The Opaque Box · Chapter 4

Many Eyes

Chapter 3 built one head — one clean mechanism for selective gathering. But a sentence is not one thing. “The lawyer who the jury believed told the truth.” To read that, something has to track syntax, something else has to track who believes whom, something else has to track the gap in the relative clause. One head cannot do all of that at once. The fix is embarrassingly direct: run several heads in parallel, let each look in its own direction, then pool the results.

4.1  The limit of one head

At the end of Chapter 3, SelfAttentionHead produced (B, T, head_size) from (B, T, C). That head computed exactly one pattern of relationships across the sequence: one set of Q/K/V projections, one attention matrix, one weighted average of values. It is, in one sense, one question the model asks of the sequence per forward pass.

Consider the sentence: “The cat sat on the mat because it was tired.” At the position "it", the model needs to resolve at least two things simultaneously — that it refers to the cat (coreference, backward-looking), and that tired is the predicate that governs it (grammatical dependency, forward-looking in meaning). A single head attending over the sequence generates one scalar score between "it" and every other token. It can learn to weight “cat” highly or weight “tired” highly — but a single weighted-average output conflates the two. There is no mechanism for the head to simultaneously “return” both a coreference signal and a dependency signal through one head_size-dimensional vector.

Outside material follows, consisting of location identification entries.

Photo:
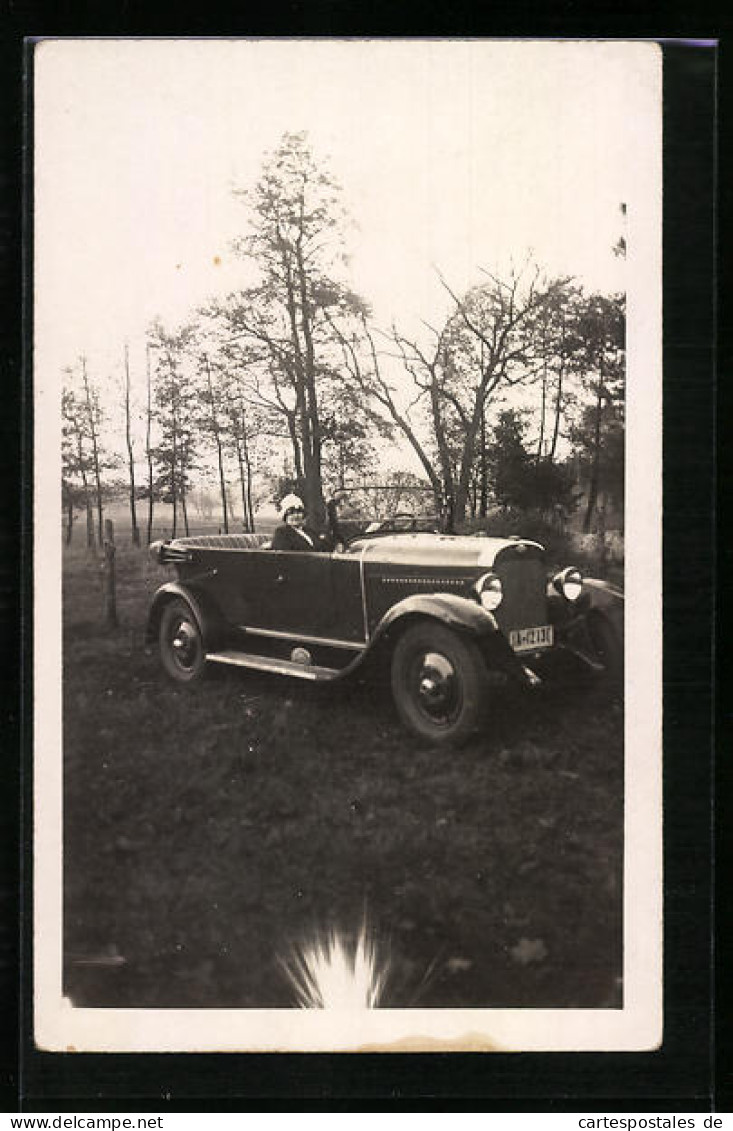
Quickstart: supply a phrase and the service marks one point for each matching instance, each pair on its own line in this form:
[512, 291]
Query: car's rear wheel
[438, 681]
[181, 644]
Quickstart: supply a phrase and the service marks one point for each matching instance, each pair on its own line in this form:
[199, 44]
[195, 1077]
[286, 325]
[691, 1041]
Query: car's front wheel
[439, 684]
[181, 644]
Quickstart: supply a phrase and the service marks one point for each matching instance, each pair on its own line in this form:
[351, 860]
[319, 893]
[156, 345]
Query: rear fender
[207, 616]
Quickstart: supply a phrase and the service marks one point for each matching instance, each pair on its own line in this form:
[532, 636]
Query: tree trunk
[128, 437]
[217, 438]
[69, 520]
[110, 577]
[95, 451]
[147, 445]
[542, 415]
[558, 413]
[483, 502]
[595, 471]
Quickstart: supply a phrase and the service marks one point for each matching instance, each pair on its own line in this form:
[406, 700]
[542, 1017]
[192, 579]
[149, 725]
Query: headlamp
[490, 592]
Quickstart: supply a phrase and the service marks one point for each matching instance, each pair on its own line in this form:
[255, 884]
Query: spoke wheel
[182, 653]
[438, 683]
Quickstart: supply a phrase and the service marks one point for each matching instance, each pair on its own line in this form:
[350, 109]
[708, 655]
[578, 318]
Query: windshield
[369, 511]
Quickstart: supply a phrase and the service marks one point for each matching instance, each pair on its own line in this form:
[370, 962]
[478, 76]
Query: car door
[289, 592]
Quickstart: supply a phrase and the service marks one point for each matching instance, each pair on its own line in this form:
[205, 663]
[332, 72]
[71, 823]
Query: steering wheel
[403, 514]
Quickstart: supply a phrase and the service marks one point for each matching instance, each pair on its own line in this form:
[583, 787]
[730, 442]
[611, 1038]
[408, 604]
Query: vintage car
[447, 613]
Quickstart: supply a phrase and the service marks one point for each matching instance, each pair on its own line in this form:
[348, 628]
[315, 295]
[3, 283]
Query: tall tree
[175, 400]
[94, 420]
[601, 363]
[128, 439]
[76, 459]
[212, 420]
[296, 243]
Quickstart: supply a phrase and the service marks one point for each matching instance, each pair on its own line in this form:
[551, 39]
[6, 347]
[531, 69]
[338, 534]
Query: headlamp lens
[490, 592]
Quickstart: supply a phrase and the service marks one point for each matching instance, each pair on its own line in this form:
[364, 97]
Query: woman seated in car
[294, 534]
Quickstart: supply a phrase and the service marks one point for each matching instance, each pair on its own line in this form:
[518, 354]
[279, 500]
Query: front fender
[207, 616]
[462, 615]
[455, 612]
[597, 596]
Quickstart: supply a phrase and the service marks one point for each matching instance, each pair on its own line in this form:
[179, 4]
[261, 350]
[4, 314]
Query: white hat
[291, 502]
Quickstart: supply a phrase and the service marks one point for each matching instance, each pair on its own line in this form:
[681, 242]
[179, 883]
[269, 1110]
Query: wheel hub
[437, 684]
[184, 644]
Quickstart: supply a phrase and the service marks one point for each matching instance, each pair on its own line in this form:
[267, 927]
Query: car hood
[439, 550]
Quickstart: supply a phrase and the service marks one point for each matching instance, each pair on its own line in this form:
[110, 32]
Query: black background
[693, 1069]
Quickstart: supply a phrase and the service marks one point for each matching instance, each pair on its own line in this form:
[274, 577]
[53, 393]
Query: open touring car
[443, 611]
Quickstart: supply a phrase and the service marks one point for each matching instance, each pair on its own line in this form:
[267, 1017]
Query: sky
[454, 156]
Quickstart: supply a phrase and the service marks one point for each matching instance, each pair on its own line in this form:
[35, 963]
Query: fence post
[110, 579]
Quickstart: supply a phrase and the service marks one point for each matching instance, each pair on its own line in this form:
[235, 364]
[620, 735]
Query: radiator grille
[524, 586]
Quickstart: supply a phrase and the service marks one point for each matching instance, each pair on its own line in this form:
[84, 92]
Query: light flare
[334, 974]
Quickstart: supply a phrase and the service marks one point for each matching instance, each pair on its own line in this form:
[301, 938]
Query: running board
[278, 666]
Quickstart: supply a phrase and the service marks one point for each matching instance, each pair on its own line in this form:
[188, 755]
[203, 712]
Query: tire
[438, 681]
[608, 646]
[181, 644]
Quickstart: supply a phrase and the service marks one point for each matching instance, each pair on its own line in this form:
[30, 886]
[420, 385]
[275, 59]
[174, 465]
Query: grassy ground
[208, 829]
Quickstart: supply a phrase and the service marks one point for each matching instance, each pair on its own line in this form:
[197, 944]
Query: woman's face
[295, 517]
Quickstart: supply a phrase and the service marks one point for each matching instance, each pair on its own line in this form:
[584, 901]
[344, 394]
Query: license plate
[531, 639]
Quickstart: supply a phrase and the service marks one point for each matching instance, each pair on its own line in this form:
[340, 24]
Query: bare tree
[128, 438]
[94, 416]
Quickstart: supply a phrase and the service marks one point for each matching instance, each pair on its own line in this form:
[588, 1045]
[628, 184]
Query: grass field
[208, 829]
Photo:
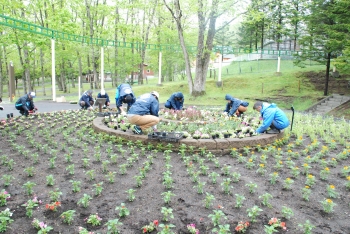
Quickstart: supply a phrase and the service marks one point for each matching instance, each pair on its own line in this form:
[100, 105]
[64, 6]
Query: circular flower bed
[197, 124]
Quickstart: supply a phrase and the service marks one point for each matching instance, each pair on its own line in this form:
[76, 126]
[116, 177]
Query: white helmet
[155, 93]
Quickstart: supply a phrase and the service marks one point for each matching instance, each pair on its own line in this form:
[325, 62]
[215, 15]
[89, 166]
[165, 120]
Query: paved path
[43, 106]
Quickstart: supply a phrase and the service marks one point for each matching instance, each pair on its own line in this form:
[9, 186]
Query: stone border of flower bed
[223, 146]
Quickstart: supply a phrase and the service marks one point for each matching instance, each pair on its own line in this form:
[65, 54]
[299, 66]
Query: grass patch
[253, 80]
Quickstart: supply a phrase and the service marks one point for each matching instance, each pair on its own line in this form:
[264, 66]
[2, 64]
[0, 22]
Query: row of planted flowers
[314, 156]
[197, 124]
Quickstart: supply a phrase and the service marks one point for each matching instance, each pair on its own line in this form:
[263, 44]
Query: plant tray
[165, 136]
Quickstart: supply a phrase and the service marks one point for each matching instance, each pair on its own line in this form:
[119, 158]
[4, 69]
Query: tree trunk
[178, 22]
[1, 76]
[327, 74]
[72, 79]
[80, 69]
[42, 71]
[26, 68]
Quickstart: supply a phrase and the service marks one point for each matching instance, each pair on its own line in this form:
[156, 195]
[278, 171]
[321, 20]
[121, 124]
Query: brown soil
[187, 204]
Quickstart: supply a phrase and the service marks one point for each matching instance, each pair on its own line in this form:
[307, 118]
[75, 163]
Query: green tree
[325, 36]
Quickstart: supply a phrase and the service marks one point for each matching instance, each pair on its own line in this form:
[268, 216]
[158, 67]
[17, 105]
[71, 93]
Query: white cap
[155, 93]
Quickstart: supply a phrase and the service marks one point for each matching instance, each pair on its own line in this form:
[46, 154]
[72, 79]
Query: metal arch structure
[55, 34]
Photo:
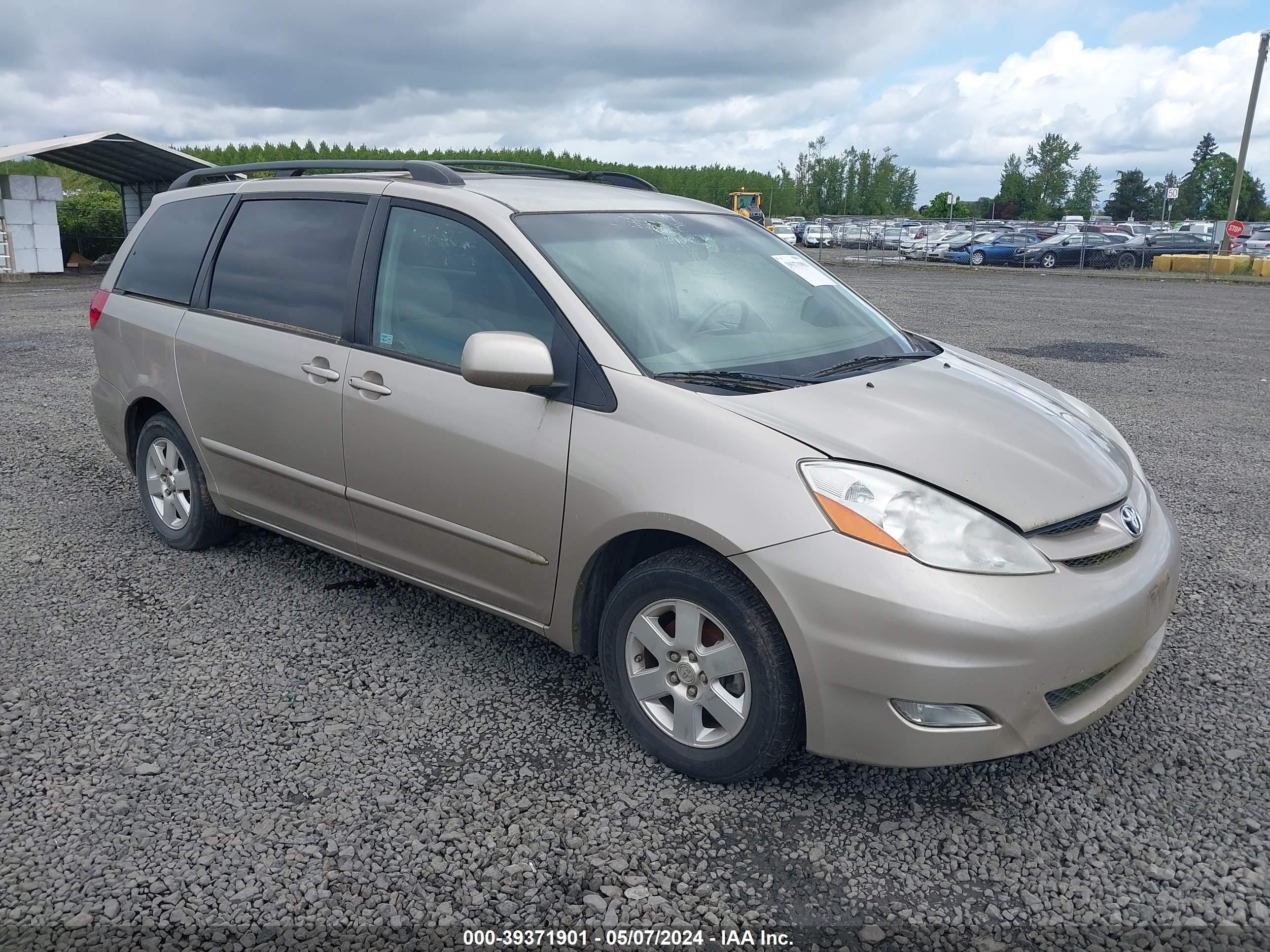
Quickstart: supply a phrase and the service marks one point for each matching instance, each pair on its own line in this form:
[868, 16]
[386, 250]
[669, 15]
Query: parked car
[999, 249]
[951, 244]
[1256, 244]
[1088, 249]
[920, 245]
[460, 377]
[852, 237]
[817, 237]
[1141, 252]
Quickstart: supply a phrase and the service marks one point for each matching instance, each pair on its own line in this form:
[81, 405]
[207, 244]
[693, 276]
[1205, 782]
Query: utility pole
[1247, 134]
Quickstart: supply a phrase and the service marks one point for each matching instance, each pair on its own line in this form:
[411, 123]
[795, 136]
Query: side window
[441, 282]
[287, 261]
[166, 257]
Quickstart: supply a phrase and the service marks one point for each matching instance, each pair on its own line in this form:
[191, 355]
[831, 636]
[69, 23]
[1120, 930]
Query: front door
[453, 484]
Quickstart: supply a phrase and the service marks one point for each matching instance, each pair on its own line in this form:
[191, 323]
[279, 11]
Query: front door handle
[314, 370]
[369, 386]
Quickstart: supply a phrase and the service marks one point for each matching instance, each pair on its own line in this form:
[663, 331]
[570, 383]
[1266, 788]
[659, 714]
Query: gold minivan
[651, 431]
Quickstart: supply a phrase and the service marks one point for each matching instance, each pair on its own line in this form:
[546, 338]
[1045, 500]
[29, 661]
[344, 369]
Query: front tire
[699, 669]
[173, 489]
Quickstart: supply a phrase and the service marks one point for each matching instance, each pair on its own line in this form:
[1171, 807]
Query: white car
[1258, 244]
[918, 244]
[785, 234]
[817, 235]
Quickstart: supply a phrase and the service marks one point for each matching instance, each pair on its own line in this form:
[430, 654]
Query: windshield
[709, 292]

Language routinely requires several such simultaneous lookups. The single-head design is a bottleneck not because the math is wrong, but because one attention pattern is one degree of freedom, and a sequence has many independent things to say about itself at once.


4.2  The fix: parallel smaller heads

The solution in Vaswani et al. (“Attention Is All You Need,” 2017, §3.2.2) is to run h heads in parallel, each with its own Q, K, and V projection matrices, each projecting into a smaller subspace of size head_size = d_model / h. The outputs of all heads — each (B, T, head_size) — are then concatenated back into a (B, T, d_model) tensor, and a final learned linear layer mixes the concatenated result.

In the paper’s base model: d_model = 512, h = 8, so head_size = d_k = d_v = 512 / 8 = 64. Each head operates on a 64-dimensional slice of the representation space; together they reconstitute the full 512 dimensions. The total parameter count stays comparable to one large head, but now the model has eight independent subspaces to specialize in.

Formally (Vaswani et al. 2017, §3.2.2):

MultiHead(Q, K, V) = Concat(head_1, ..., head_h) W^O

where  head_i = Attention(Q W_i^Q,  K W_i^K,  V W_i^V)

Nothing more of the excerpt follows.